This odd looking thorn-like creature is a widefooted leafhopper (Campylenchia latipes). They have mastered the art of camouflage to perfection. When they sit quietly, unmoving, they are easily mistaken for the thorns they mimic. It isn't until they quickly move around the stalk of a plant that the ruse is discovered. According to bugguide.net this is the only treehopper with the forward facing "horn" on its head. They are brown in color with flanged or wide spread leaf-life front legs. They have large eyes for their overall size.
This species is often tended by ants (you can see the nearby ant in the first picture). The relationship to the ants seems necessary for their overall population growth. Individuals that are not tended by ants tend to be susceptible to parasites and fungal infections. The ants consume the "honeydew" that the treehoppers expel from their anus. This is an extremely sweet substance that ants cannot resist. Honeydew that is not eaten by ants can build up and create an environment for fungus. It is this fungus that can kill treehoppers.

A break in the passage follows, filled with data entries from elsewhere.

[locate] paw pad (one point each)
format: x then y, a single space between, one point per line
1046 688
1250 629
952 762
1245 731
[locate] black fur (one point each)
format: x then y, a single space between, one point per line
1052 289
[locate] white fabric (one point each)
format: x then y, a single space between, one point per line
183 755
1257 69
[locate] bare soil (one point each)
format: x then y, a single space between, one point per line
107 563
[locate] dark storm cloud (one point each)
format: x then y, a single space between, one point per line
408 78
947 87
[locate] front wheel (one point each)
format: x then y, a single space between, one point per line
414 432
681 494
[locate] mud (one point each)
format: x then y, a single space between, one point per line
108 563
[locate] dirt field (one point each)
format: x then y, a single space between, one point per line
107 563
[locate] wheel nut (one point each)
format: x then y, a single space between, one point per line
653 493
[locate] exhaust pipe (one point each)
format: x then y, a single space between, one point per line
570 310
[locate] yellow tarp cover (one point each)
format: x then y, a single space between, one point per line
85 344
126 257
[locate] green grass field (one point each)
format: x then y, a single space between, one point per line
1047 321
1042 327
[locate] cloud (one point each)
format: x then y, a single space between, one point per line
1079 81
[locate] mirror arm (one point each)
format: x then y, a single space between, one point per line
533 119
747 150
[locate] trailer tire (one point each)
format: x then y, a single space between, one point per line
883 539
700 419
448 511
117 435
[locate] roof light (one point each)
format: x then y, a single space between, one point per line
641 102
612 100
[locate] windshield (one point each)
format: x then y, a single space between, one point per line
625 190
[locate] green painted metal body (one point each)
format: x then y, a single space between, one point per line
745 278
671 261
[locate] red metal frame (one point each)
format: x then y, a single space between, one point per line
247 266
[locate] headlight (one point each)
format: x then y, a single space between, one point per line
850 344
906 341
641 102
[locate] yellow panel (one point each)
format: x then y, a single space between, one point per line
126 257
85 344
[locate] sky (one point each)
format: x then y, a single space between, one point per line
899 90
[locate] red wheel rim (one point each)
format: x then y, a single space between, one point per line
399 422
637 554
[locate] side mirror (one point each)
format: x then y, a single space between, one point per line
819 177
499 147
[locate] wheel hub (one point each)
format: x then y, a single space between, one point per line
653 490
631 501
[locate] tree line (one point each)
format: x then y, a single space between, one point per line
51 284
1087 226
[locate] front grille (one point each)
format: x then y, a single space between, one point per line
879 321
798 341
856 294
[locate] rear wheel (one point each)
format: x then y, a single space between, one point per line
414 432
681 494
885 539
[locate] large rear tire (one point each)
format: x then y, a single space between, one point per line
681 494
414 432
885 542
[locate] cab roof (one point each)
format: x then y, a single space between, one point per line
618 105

Treehoppers are members of the order hemiptera, in the family Membracidae. They have sucking mouth parts and will feed on the juices of plants. This species tends to favor tickseed and asters.
Females lay their eggs at the base of plants. When the eggs hatch the nymphs feed and molt. With each molt they climb higher on the plant. The adults will be more often seen in the late summer or early fall. There will be several generations per year in NW Missouri. The last generation will most likely overwinter in the egg stage.